Connecting a Smart Streetlamp to ThingSpeak with macchina.io
At the place where our office is located there’s also a “smart city” research project going on, including a cool autonomous shuttle and a couple of “smart” street lamps. These lamps contain environmental sensors, as well as other gadgets like a display and cameras. The idea was to get the sensor data – temperature, humidity, pressure, wind speed, particulate matter (pm2.5) and noise level – out of the lamp and to a cloud service for further processing. Should be quite easy to solve with macchina.io and a Raspberry Pi 2 Model B I had lying around.
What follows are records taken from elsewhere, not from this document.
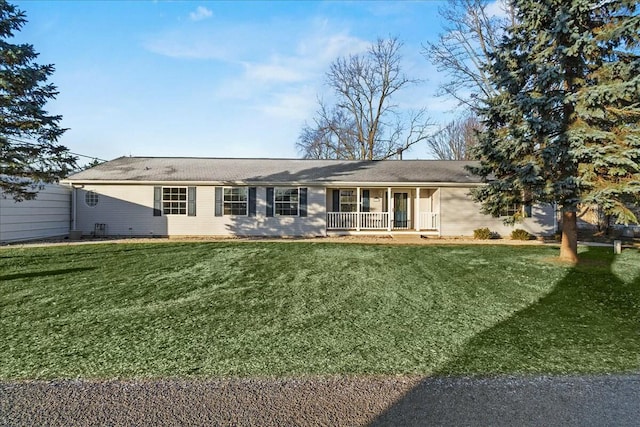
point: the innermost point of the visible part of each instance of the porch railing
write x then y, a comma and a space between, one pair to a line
349, 220
376, 221
429, 221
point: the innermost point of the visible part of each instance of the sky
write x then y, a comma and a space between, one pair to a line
215, 78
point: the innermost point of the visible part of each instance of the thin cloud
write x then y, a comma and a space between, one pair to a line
200, 13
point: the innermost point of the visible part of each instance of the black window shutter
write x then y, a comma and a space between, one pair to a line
157, 201
252, 201
218, 202
303, 201
191, 201
336, 201
269, 201
366, 204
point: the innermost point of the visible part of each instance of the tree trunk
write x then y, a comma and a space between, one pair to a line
569, 244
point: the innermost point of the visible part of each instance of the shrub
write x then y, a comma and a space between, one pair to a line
520, 234
484, 234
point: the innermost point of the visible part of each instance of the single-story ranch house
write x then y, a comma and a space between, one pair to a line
151, 196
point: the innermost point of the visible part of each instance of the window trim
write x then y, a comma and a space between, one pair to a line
354, 204
514, 209
95, 196
231, 202
275, 202
185, 201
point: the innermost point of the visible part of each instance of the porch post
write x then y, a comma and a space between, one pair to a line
439, 217
389, 208
358, 209
417, 209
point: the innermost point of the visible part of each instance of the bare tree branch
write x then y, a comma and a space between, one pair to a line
364, 122
454, 140
464, 48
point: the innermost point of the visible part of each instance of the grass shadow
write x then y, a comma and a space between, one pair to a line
588, 324
45, 273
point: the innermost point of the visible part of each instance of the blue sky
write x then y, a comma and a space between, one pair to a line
213, 79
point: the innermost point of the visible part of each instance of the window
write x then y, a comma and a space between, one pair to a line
174, 200
91, 198
286, 201
235, 201
511, 210
348, 201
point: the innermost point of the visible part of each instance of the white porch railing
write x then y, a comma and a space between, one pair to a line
376, 221
349, 220
342, 220
429, 221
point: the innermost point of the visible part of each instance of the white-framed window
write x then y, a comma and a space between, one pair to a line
512, 209
235, 201
348, 201
174, 200
286, 201
91, 198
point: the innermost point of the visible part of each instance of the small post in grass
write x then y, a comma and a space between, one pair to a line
617, 246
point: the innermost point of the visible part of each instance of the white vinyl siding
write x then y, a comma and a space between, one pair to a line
460, 215
127, 210
48, 215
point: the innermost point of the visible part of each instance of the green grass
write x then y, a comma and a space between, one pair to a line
220, 309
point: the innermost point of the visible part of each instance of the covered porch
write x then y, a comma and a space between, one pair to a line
383, 209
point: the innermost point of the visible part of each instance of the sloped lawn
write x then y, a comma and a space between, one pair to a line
228, 309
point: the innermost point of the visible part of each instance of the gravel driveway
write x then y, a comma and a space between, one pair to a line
336, 401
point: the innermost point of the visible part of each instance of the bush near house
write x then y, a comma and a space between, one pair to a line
520, 234
484, 234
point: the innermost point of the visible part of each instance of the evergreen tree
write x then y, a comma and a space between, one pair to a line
23, 93
564, 125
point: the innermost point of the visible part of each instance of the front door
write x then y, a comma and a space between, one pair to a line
400, 210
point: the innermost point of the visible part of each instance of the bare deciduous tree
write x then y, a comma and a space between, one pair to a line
453, 141
364, 123
471, 32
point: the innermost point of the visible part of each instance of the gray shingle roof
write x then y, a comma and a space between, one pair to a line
264, 171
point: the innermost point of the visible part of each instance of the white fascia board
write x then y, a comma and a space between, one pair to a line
272, 184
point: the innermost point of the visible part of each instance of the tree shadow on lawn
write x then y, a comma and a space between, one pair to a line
588, 324
45, 273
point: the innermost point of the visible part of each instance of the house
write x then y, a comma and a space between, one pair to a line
155, 196
46, 216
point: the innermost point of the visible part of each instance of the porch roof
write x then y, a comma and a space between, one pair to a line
276, 171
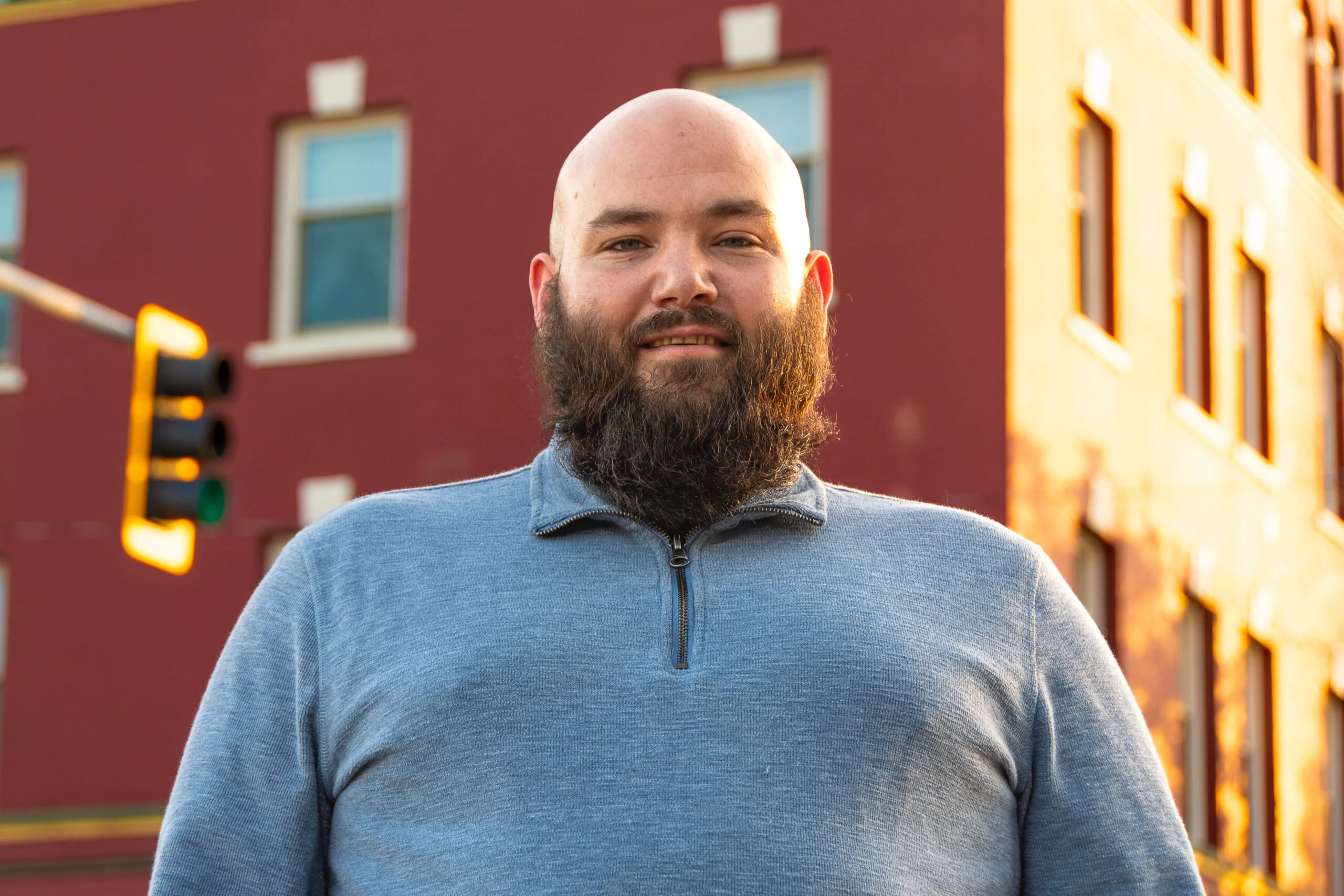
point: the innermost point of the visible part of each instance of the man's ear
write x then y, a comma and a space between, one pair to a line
819, 270
543, 270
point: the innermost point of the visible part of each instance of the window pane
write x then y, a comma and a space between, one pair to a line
1260, 741
1254, 362
1194, 319
353, 170
347, 270
8, 208
7, 328
1095, 220
1198, 805
1335, 750
1095, 577
1332, 375
784, 108
6, 312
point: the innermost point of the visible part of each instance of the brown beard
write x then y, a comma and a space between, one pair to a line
697, 438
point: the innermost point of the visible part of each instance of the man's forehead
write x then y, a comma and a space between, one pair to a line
674, 152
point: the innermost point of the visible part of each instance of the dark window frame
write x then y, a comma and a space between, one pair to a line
1332, 417
1312, 89
1336, 111
1249, 46
1208, 664
1193, 214
1107, 313
1220, 27
1266, 735
1256, 422
1335, 789
1109, 581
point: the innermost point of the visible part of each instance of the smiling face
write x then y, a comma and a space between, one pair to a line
678, 202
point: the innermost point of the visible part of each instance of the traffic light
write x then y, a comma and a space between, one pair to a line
171, 434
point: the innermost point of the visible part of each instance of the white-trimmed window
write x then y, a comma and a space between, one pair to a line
791, 102
338, 285
11, 239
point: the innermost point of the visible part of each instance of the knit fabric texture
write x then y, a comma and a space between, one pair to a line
472, 688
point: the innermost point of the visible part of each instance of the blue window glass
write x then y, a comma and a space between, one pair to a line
353, 184
347, 270
8, 245
8, 210
342, 171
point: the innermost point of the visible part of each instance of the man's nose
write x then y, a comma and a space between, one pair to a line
685, 277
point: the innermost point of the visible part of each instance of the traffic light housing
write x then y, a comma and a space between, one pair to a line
171, 434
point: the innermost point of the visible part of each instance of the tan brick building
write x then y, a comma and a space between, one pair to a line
1175, 263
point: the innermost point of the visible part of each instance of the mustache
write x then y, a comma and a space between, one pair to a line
670, 318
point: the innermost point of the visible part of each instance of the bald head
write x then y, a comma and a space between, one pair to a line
666, 140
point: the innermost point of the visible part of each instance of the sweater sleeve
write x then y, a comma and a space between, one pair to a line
1097, 816
248, 812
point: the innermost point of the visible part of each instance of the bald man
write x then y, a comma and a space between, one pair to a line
664, 657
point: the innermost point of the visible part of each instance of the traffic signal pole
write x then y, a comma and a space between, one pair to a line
58, 301
171, 430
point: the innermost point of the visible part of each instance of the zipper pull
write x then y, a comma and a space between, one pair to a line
679, 556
The main issue was figuring out the communication protocol to obtain the sensor data. After receiving a protocol description (in Chinese) from the manufacturer of the streetlamp, and thanks to Google Translate, work could commence. The lamp uses a rather low-level non-standard communication protocol from the dark ages of industrial communication, delimiting frames with STX (0x02) and ETX (0x03) characters, and escaping special characters in between. There’s also a small header (message type and address, one byte each) and a checksum at the end, but no overall packet length. Now, no one would use a checksum in a TCP-based protocol nowadays. But the observation that there were occasional checksum errors made me think that there’s probably a serial (RS-485?) connection to a PLC or something similar somewhere along the way in the lamp and we are talking to a serial device server. Anyway, it took a good half an hour or so to figure out the protocol and receive the sensor data with a small Poco-based C++ program. Poco::MemoryInputStream and Poco::BinaryReader were very helpful.
Next step was bringing the sensor data to the macchina.io sensor and device services API. No big deal either, and after a few hours the protocol was properly implemented, and the data available via sensors services in macchina.io.
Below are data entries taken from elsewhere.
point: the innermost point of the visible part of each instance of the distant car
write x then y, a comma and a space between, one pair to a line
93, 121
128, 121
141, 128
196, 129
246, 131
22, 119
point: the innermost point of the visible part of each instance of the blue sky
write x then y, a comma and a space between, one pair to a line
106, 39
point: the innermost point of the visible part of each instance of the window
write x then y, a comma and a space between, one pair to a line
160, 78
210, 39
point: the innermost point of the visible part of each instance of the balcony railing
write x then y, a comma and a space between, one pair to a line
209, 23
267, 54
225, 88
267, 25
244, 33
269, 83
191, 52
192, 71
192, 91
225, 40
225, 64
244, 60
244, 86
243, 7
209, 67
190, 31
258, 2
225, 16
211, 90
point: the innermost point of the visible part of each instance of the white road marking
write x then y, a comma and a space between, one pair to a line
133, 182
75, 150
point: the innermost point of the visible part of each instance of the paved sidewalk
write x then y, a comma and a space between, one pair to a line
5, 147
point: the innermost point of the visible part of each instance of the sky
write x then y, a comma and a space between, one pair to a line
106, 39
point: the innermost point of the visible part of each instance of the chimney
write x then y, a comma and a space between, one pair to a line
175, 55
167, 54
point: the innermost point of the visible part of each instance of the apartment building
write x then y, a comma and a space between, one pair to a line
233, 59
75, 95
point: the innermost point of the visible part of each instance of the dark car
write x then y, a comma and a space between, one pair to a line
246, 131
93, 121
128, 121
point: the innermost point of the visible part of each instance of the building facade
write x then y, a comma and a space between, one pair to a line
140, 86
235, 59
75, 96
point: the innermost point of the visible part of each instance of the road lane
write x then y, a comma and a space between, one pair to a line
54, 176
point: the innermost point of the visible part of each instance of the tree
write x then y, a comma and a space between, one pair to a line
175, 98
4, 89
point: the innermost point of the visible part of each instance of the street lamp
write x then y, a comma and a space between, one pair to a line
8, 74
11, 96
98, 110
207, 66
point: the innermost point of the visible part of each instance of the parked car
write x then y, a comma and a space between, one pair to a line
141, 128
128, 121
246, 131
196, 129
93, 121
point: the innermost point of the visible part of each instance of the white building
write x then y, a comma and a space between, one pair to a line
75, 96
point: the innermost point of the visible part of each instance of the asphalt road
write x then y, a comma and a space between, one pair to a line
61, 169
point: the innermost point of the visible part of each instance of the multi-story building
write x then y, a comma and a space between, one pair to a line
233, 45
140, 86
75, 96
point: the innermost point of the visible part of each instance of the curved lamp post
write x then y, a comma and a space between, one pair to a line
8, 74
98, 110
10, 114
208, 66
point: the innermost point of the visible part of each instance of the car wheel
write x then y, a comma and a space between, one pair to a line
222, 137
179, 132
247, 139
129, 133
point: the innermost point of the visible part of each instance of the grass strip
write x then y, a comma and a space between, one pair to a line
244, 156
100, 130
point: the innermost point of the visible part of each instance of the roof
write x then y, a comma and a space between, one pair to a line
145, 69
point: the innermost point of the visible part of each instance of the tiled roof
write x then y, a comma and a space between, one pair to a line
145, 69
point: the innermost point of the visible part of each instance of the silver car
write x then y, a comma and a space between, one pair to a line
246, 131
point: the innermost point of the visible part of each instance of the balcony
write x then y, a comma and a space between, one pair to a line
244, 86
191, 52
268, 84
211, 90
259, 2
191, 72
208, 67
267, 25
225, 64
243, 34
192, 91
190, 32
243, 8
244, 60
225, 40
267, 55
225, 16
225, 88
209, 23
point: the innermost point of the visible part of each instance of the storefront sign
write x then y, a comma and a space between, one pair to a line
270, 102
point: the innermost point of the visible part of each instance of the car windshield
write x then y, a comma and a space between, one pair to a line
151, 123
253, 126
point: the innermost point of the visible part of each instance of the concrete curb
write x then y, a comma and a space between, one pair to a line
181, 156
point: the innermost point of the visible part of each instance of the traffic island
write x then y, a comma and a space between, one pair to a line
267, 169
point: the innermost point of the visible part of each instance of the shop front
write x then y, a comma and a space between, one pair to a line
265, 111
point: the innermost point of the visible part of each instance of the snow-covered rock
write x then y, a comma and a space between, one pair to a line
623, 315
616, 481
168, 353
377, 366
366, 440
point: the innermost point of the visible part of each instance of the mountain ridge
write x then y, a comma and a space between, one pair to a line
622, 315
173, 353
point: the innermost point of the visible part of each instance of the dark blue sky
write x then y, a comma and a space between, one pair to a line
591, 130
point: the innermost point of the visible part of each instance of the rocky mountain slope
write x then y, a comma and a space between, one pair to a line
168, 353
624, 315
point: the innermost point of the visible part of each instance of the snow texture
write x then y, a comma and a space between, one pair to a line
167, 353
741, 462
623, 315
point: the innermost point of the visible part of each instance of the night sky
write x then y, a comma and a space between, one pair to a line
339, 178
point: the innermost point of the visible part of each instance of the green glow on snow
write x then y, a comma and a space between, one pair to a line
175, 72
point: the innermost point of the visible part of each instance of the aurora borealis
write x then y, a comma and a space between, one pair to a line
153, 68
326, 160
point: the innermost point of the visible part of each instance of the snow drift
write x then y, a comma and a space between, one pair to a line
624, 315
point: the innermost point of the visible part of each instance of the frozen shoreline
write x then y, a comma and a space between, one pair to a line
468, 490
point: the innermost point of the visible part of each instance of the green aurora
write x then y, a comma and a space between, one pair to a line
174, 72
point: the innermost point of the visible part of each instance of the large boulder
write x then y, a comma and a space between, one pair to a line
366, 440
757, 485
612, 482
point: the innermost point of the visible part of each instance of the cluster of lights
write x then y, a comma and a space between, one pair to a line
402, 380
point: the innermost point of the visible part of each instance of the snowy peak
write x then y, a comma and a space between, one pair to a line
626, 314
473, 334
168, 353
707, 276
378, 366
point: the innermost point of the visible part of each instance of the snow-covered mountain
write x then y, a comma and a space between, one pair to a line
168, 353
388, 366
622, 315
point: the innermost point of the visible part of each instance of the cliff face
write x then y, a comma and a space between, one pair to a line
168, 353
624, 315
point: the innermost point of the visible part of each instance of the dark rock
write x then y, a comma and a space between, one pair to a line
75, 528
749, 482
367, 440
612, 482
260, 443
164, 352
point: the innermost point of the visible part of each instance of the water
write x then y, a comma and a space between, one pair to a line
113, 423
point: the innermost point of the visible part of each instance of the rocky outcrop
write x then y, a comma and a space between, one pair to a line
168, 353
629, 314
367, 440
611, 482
There are already some ideas for further work. One interesting project would be counting the cars passing by processing images from the camera with OpenCV – some more serious edge computing than just aggregating sensor data. Also, the environmental sensor data contains occasional outliers (possibly from faulty sensor readings), which could be filtered on the Raspberry Pi before sending them to the cloud.
Update 2019-03-08: Filtering of out-of-range values is now done before computing the 60-second maximum.